Dive Brief:
- Pfizer Inc. announced 2017 full-year and fourth quarter earnings on Tuesday that were essentially flat year-over-year, with revenues coming in at $52 billion and $13 billion, respectively.
- The company said it's still evaluating the impact of the recent tax code changes on financial guidance for 2018, but that it expects revenues of $53.5 billion to $55.5 billion for the year. Pfizer expects to make a decision regarding its Consumer Health business during 2018.
- Pfizer's biosimilar version of Johnson & Johnson's Remicade gained some ground during the fourth quarter and now makes up 5.6% of the infliximab market. Inflectra previously held 4.9% of the market. Pfizer said the growth came from closed systems like Veteran's Affairs.
Dive Insight:
Pfizer’s flat earnings for the year and the quarter were largely expected and created little buzz for investors and analysts. But the company’s insights into what it will do with its cash and how it plans to spend said cash were of keen interest.
The big pharma played a key role in pushing the recent tax changes forward — its $100 billion attempts to defect from the U.S. helped highlight how much U.S. corporations detested the high corporate tax rates in the country.

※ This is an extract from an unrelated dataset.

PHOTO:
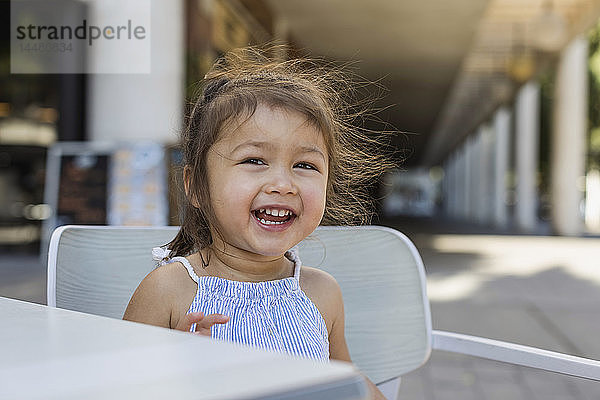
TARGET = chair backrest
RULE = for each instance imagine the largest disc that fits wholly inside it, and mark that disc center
(95, 269)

In response to the lowering of the tax rate, as well as lower tax rates on bringing home ex-U.S. cash, Pfizer is spending quite a bit of money.
Pfizer is increasing its U.S. investment, including $5 billion in capital projects and manufacturing. The company plans to invest $500 million in its stateside pension plan and $100 million in one-time bonuses to non-executive Pfizer employees.
It is also doing $5 billion in share buybacks, as well as increasing its dividend 6% to 34 cents per share. The buybacks and the dividend bump will result in more than $13 billion being returned to shareholders.
Tax reform has been good to Pfizer; it got a $10.7 billion tax cut in the fourth quarter. The company previously guided a tax rate of 23% for 2018, but has revised that down to 17%.
Pfizer now also expects to repatriate the bulk of its overseas cash — as much as $24 billion.
With all that cash in hand, Pfizer CEO Ian Read said the company is still looking at potential deals.
"We will continue to look for value in the BD space and when we find it, we have the capacity and capability to act on it," said Read, noting that tax reform would likely change the valuations of certain takeover targets.
"We believe we have the capacity to do the small deal and the big deal when the moment arises," he added, but gave the caveat that Pfizer "feels no pressure" to make a deal immediately.
In response to the announcement made earlier this year that Pfizer would back out of neuroscience, the big pharma revealed which compounds it discontinued since the end of October. The discontinuations included eight early- and mid-stage neuro compounds in areas like Alzheimer’s disease, epilepsy, and Parkinson’s disease.
It also stopped studying its PD-L1 inhibitor Bavencio (avelumab) in gastric cancer after a previously announced failure in that indication. The company dumped three other early-stage cancer compounds, as well as a Phase 1 NASH compound and another in hyperlipidemia.